Damit bin ich aber noch nicht fertig. Vor und hinter den beidseitigen Schachteleinheiten sind zusätzlich je 3 doppelt gefaltete Seiten eingebunden, die vorne geschlossen, aber oben und unten offen sind. Da hinein kann man nach Art der chinesischen Minderheiten Bänder oder längere gewebte oder bestickte Handarbeiten einschieben, die dann oben und unten aus dem Behälter herausgucken.



Ich bin gespannt, was Ruth schreibt, wenn sie meine modernen Versionen des Zhen Xian Bao sieht.
Mir hat das Durchdenken und Falten nach ihrer Anleitung jedenfalls großen Spaß gemacht.

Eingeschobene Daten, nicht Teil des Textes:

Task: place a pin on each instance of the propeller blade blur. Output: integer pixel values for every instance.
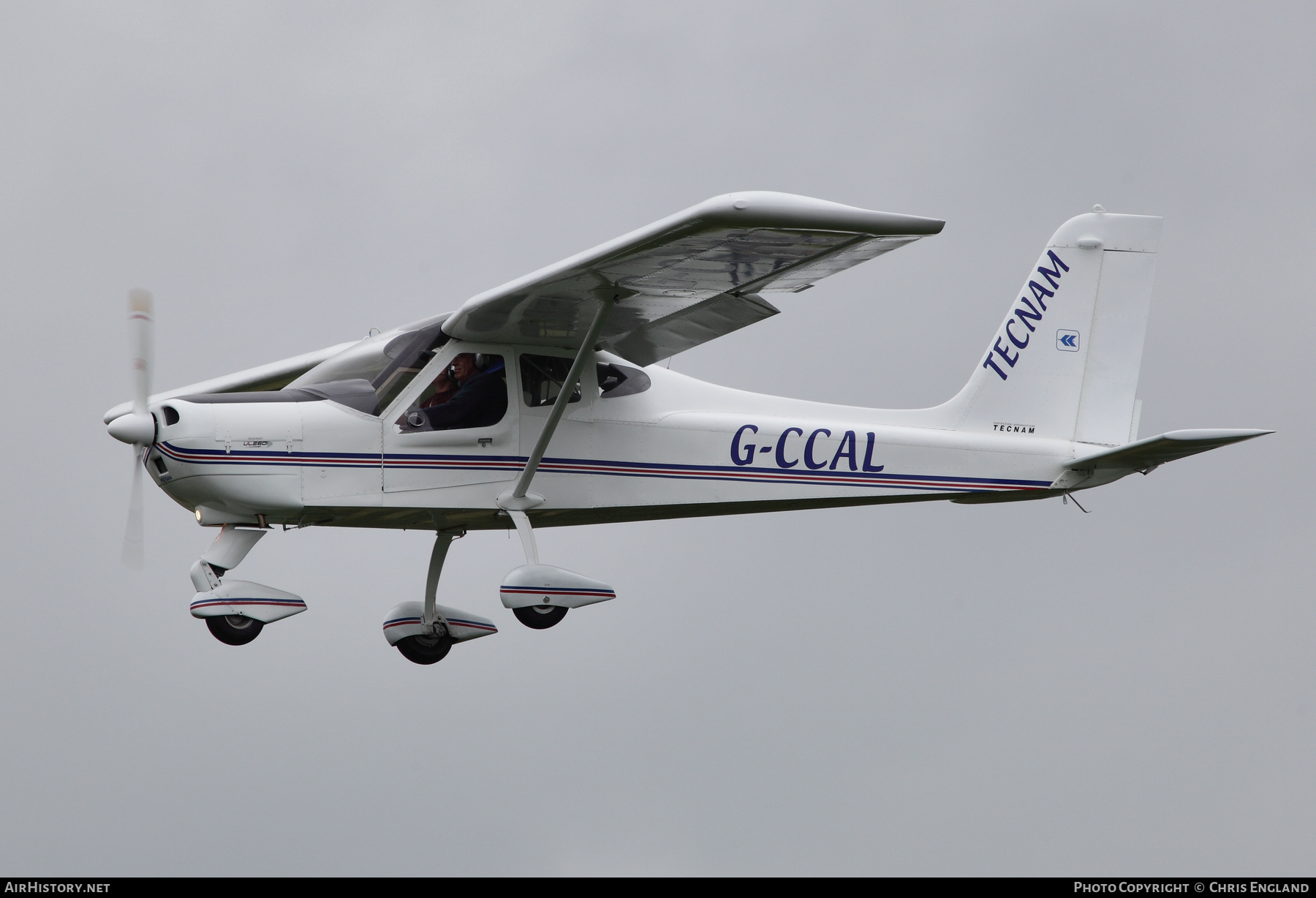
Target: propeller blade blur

Wer von euch neugierig geworden ist und sich die Anleitung(en) bestellen will, fragt am besten per eMail in englisch bei Ruth Smith an, ob sie noch Exemplare von „Folded Secrets“ vorrätig hat. Bisher wurden 4 Hefte herausgegeben mit Beschreibungen für Mappen in unterschiedlichen Ausführungen, Minibooks, Karten und Geschenkdosen. 

Meine Mappen landen jetzt erst mal bei den anderen Buchbindereien im Regal. Wenn ich alt bin, werde ich sicher auch so stolz darauf sein wie die traditionellen Chinesinnen auf ihre reich bemalten Exemplare, die für mich heute so viel begehrenswerter sind als meine eigenen.